Page 6 of Spark: A Novel


  The car traveled up Madison to East Sixtieth Street and pulled over to the curb. “Now what?” I asked the driver.

  “Suite 2160, sir. Don’t forget to take your luggage.”

  I entered the building and gave my name to the security guard at the front desk. The elevator felt like a windowless cell with a surveillance camera at the top corner watching my movements. Was someone waiting for me? Was I about to be arrested? My Spark became a bright point of red light as I walked down a hallway and opened a door.

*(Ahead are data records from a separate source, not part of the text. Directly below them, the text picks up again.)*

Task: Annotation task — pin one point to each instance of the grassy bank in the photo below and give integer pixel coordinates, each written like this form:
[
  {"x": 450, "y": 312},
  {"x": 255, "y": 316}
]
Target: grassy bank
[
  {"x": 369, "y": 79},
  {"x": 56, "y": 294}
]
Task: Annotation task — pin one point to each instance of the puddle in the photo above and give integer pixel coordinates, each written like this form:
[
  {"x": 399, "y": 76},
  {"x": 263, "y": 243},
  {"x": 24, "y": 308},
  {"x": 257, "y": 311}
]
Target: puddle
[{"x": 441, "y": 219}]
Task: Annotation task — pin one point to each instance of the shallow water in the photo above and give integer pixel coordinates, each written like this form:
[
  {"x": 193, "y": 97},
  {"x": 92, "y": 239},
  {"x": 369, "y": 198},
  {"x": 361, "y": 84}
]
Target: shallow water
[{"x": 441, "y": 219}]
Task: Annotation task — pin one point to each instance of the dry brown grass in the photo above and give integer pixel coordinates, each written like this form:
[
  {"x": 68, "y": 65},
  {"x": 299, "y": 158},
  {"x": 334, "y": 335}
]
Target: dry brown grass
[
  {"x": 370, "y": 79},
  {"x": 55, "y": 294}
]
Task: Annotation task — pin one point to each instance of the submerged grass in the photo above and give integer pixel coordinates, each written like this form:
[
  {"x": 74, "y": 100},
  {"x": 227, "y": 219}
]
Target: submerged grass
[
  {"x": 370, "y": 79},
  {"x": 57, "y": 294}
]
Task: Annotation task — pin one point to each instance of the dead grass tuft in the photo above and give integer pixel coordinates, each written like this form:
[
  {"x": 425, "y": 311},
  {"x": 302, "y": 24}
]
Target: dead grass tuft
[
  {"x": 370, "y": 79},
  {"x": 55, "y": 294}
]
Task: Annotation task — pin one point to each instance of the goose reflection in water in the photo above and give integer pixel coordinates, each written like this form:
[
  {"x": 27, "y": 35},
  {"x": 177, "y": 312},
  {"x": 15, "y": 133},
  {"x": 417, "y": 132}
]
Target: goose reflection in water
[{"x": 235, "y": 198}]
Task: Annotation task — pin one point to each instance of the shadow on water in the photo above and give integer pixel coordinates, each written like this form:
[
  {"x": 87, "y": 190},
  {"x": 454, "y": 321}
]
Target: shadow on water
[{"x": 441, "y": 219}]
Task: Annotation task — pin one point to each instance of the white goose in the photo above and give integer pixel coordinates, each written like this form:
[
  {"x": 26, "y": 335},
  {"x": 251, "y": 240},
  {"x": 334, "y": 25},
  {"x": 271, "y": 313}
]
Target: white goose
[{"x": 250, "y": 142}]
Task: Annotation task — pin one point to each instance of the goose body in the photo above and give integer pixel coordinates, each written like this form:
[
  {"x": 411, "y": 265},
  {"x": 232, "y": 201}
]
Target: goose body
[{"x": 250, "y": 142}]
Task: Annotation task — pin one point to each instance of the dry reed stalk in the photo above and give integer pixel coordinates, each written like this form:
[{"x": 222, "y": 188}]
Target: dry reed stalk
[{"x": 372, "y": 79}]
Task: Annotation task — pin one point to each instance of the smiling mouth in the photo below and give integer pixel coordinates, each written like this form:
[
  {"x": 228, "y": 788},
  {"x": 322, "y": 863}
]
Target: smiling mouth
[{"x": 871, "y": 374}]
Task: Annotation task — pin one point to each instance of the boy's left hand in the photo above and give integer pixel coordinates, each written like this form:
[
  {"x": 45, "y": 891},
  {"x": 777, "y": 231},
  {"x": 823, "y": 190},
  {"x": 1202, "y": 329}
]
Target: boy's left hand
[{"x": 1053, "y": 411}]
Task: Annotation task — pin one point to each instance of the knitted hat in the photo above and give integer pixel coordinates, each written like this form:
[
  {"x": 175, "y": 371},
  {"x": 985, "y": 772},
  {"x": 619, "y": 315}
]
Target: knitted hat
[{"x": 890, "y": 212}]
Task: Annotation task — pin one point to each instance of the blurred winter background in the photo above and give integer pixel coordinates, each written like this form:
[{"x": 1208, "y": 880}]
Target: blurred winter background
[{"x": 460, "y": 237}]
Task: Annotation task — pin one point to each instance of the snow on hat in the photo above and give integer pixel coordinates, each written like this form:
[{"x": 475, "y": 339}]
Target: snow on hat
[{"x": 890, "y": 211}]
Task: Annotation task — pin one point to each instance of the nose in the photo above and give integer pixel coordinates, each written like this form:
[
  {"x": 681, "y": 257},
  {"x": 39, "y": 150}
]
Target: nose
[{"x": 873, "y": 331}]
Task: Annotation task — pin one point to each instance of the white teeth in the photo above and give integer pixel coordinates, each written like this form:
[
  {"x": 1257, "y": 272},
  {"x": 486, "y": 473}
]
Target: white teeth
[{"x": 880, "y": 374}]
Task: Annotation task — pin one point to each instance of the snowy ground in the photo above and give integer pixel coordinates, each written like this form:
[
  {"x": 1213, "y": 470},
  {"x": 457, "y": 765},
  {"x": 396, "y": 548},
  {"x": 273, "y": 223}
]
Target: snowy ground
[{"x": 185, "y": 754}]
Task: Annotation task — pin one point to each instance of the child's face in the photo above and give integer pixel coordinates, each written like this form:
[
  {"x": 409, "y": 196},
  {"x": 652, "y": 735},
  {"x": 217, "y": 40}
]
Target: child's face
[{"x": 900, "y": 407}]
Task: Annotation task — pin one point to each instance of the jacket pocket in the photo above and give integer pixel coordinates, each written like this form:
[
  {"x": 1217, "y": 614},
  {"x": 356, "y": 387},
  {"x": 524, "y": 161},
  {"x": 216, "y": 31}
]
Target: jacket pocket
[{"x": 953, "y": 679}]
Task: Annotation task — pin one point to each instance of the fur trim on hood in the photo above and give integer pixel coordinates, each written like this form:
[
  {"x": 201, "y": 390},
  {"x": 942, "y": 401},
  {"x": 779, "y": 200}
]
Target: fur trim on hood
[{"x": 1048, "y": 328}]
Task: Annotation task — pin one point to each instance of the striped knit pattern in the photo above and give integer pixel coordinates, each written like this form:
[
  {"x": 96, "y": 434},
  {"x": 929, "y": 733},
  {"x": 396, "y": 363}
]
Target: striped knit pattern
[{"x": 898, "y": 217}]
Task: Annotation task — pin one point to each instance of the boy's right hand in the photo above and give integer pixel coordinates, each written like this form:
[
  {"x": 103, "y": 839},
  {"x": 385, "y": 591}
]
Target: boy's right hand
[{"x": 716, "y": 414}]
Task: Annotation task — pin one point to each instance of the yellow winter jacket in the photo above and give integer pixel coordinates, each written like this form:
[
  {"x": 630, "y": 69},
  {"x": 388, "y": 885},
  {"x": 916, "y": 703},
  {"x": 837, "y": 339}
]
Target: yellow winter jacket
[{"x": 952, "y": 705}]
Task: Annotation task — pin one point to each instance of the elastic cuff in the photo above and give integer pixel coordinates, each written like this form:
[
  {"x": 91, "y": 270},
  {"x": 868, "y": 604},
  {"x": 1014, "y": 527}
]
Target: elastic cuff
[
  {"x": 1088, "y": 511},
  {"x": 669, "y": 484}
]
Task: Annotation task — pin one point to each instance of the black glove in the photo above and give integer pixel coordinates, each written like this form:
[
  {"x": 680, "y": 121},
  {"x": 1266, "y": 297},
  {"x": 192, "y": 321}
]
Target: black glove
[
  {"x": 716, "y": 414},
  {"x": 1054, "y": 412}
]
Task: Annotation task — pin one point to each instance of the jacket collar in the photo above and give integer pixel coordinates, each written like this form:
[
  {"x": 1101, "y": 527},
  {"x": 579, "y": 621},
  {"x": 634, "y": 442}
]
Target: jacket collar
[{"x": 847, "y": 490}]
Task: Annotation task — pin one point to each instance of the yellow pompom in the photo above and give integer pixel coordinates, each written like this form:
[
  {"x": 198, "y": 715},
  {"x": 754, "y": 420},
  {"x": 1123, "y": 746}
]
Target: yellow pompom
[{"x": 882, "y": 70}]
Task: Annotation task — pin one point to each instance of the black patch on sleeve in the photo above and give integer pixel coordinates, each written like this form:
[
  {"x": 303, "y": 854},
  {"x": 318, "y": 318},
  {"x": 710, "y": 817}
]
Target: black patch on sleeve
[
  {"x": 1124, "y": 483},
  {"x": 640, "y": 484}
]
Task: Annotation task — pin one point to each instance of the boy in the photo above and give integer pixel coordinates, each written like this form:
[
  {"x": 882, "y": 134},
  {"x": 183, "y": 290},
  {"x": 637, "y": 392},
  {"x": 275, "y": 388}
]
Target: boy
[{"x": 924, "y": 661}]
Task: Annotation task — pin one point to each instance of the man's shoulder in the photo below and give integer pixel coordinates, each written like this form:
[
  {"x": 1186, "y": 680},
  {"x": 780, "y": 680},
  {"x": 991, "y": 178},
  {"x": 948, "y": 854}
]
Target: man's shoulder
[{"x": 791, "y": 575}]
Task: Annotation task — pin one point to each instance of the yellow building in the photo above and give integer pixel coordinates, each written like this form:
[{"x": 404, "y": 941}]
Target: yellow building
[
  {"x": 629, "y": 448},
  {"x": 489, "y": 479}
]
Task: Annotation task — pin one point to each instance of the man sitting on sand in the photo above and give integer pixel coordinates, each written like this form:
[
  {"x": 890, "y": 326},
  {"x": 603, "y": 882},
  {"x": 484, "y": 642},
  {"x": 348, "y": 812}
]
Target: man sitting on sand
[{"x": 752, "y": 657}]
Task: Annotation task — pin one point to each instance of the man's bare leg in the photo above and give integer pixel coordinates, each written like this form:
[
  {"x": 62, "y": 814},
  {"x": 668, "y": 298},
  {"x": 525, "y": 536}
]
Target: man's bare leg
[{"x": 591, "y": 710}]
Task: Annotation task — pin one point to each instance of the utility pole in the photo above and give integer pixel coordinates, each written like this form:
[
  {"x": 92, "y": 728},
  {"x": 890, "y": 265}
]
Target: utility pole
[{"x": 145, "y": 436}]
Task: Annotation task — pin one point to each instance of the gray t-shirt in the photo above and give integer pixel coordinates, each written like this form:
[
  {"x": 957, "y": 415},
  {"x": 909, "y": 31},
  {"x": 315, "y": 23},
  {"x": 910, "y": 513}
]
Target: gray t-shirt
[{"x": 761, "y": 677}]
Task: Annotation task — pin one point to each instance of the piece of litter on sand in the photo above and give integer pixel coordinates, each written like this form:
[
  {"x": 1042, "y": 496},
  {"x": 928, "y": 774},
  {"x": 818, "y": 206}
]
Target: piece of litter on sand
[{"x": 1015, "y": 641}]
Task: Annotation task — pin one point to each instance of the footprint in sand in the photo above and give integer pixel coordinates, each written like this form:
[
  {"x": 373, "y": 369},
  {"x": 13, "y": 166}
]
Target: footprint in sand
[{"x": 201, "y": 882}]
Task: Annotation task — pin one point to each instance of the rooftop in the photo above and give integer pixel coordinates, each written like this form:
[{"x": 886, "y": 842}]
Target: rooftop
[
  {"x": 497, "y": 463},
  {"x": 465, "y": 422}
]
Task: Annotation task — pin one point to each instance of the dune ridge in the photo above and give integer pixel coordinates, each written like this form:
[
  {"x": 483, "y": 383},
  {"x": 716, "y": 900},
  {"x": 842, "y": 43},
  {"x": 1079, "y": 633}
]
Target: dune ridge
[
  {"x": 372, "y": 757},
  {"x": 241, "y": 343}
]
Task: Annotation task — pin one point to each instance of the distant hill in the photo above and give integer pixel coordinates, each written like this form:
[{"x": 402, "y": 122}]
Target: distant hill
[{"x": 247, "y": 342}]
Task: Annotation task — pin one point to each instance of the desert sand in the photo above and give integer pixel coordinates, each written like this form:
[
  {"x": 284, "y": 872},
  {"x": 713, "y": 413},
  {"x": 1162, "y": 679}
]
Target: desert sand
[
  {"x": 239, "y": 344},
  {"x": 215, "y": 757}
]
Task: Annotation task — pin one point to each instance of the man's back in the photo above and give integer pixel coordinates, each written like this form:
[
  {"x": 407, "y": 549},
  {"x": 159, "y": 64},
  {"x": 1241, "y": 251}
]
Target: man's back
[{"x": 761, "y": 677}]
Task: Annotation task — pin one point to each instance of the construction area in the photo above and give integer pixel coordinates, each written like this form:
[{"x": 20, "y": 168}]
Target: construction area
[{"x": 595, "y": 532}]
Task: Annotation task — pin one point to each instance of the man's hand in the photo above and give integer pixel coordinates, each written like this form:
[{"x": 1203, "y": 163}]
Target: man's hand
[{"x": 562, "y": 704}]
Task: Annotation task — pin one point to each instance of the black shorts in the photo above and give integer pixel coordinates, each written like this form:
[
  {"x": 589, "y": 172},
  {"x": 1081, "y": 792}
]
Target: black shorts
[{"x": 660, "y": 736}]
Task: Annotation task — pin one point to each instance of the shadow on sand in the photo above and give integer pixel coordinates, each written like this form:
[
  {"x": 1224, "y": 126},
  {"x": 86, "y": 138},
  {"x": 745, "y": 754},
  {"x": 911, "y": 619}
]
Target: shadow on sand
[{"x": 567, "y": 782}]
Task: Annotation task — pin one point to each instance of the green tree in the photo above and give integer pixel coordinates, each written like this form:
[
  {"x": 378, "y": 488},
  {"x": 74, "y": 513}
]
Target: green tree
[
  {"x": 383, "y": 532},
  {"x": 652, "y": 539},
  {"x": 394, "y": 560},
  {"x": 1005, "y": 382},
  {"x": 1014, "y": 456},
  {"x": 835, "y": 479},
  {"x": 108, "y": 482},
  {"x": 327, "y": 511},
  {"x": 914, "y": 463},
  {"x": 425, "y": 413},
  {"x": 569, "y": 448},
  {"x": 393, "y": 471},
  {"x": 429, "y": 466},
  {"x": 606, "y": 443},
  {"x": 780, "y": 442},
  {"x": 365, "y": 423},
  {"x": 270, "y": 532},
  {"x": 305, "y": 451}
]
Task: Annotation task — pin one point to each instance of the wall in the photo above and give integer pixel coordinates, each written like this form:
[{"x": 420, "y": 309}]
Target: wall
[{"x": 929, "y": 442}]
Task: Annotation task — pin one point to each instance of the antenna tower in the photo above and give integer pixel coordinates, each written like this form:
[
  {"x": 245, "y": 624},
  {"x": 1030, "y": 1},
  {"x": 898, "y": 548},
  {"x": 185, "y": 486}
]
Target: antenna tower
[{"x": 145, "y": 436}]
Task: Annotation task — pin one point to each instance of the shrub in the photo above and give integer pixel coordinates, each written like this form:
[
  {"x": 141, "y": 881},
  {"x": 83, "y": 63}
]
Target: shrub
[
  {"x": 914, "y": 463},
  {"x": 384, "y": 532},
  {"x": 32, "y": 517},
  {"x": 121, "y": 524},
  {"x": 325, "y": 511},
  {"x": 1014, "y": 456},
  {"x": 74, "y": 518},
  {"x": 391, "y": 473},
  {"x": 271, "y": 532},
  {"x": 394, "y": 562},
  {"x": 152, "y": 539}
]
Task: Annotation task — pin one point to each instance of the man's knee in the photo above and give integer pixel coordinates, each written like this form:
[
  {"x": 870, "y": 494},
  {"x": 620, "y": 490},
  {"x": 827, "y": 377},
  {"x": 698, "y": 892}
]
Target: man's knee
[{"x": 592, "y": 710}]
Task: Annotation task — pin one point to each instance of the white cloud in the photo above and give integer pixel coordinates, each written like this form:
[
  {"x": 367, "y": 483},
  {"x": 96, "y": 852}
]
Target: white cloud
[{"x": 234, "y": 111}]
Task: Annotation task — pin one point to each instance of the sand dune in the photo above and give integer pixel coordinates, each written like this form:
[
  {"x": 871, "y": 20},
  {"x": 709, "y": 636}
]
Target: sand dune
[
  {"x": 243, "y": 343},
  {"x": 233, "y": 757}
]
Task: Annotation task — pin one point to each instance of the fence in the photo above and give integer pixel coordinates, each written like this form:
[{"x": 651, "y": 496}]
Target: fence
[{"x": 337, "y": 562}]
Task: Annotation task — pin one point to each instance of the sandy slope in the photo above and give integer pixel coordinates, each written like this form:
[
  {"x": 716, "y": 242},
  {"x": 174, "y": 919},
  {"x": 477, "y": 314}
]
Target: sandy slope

  Lorcan Tate was sprawled on a couch in the reception room. He was watching a movie on a tablet computer, but when he saw me he froze the image on the screen. Lorcan was another one of Miss Holquist’s enforcers. We had spent three months together at the training camp in North Carolina. For most of that time, we ignored each other—until the incident with the dog.

  “Finally! The dead man appears!” Lorcan sat up and stared at me. “So what were you eating in London? Did you break down and buy real food?”

  “I always carry a ten-day supply of nourishment.”

  “Nourishment? Are you still talking about that drink they make for old people in nursing homes?” He laughed. “Of course the whole thing doesn’t make sense. If you were really dead, you wouldn’t need any food at all.”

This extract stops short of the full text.